I have another experience: If I've made a zip archive of a 1000 relatively same files, even if it's a few GB big, is if I'm left with a third of the archive I can easily recover first third of the files, if I have half of the archive, around the half of the files. Exactly because the common implementations of zip archivers would recognize that the directory at the end is missing but still allow me to extract everything that it can read, as they would use the data in front of every file, even with the fully missing "central directory".

If the corruption affects the file 3 of a 1000 files I can extract both the first two and all 4-1000. If the corruption is in the first 0.3 part of the tar.gz, most probably I won't be able to extract anything but the files 1 and 2. All the remaining 998 are then lost.

And listing the files inside of the non-corrupted ZIP archive, no matter how big, is effectively instantaneous, thanks to the same central directory. Try to list the files inside of a tar.gz which is a few GB big, then compare. ZIP is a very convenient format for fast access to the list of the files and to the single file in the archive, and still very convenient when the part of the archive is missing.

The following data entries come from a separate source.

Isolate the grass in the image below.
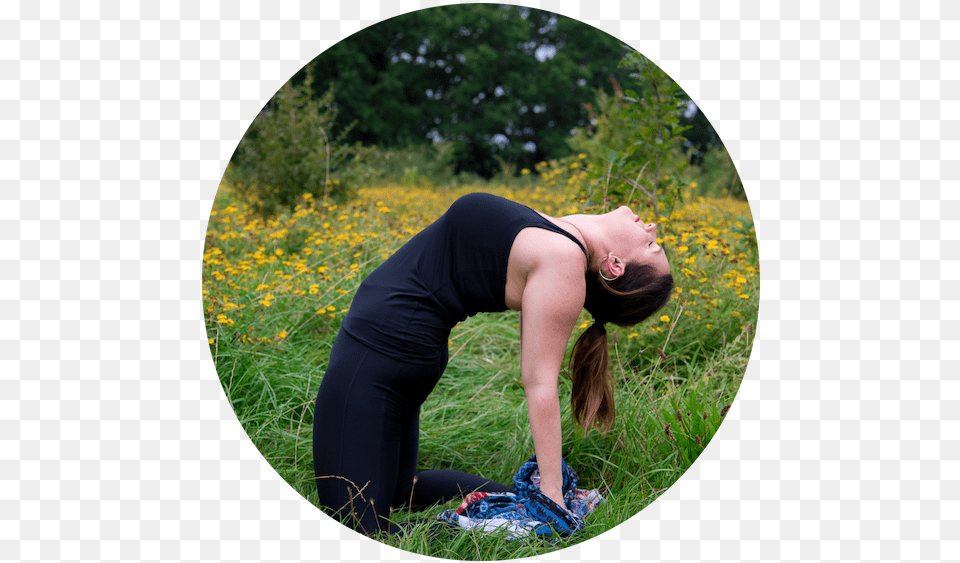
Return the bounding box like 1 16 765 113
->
203 177 759 560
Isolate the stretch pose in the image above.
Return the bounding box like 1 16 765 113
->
313 194 673 534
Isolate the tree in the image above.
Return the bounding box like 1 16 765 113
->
300 4 629 177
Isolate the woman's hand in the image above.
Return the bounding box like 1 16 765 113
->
520 234 586 528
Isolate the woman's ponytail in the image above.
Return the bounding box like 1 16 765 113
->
570 321 616 429
570 263 673 430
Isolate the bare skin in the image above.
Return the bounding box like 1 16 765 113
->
505 207 669 506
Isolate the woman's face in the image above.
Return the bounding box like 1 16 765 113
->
609 205 670 274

Edit, this is the response to your response: I've never ever mentioned Reed-Solomon, nowhere in the discussion. I've supported in my opinion good designing decision of Zip archives having the central directory and the metadata in front of the every compressed file and I just give some real-life examples of the corrupted files I've encountered and where I've had the best recovery ratio with the ZIP format. And I've never experienced the kind of "data mismatch" myself that you refer to. You are welcome to describe it more, I'd like to read how exactly you experienced it. If the answer is that you yourself wrote a program that ignored the full format of the Zip, or used such a bad library, then there is the real problem. Once again: "Almost all programming can be viewed as an exercise in caching." —Terje Mathisen

dalke · on Aug 22, 2016

Please pick a topic and stick with it.

You asked about corruption, specifically when "a small part of the whole archive file gets corrupted". I addressed that point. I'm not going to cover all of the advantages and disadvantages between the two systems, because they are well-known and boring.

You of course must choose the method that matches your expected corruption methods. A incomplete write is a different failure mode than you wanted me to address. Reed-Solomon isn't designed for that. Other methods are, and they are often used in databases.

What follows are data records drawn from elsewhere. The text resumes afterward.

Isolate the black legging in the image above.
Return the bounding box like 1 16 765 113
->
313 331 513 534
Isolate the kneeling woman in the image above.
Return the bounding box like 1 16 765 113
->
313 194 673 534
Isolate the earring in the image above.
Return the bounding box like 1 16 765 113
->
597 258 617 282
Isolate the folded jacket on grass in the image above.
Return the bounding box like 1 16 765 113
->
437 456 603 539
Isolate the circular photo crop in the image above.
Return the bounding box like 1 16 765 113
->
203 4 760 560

And you of course must choose a method which fits your access model.

Just like you would of course choose tar over zip if you want to preserve all of the filesystem metadata on a unix-based machine. Zip doesn't handle hard links, for example.

My point again is that data duplication causes well-known problems when there is a data mismatch, and while the duplication in zip as the result of its write-only/journalling format helps with some forms of error recovery, there are better methods for error recovery if that is your primary concern.

acqq · on Aug 22, 2016

What you call the "data duplication" is actually a "metadata redundancy" which results in the faster access to the list of all the files in the archive (a good example of the pre-computed pre-cached info). The format is good, if some library can't cope with the format, the problem is with the library making the corruption of the archive. And that archive is still, even after being corrupted by wrongly written tool, recoverable because of the existing redundancy.

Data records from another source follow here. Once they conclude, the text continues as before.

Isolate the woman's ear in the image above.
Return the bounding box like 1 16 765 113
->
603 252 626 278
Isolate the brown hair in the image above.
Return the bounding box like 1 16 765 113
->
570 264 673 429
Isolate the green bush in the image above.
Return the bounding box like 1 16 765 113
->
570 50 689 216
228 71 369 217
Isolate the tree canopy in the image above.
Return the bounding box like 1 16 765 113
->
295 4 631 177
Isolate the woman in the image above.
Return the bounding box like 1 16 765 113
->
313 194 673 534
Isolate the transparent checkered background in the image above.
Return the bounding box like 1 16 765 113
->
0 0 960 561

The concept of metadata redundancy isn't anything specific to the archives, the filesystems do it too, and it's always an engineering trade-off, and I consider the one in Zip format is a good one, based on the real-life examples I've given.

dalke · on Aug 22, 2016

I agree that it's a good format. It's an engineering compromise. The benefits you see also cause creshal's comment:

> Beginning and the end, which continues to bite us in the ass until today, where we regularly stumble over bugs when one part of a toolchain uses one entry and the rest the other.

Do you think creshal is mistaken?

Of course they are due to bugs in the toolchain. That's a natural consequence of the file format. That's the whole point of creshal's comment.

What do you think I'm trying to say, because I don't understand your responses based on what I thought I was trying to say.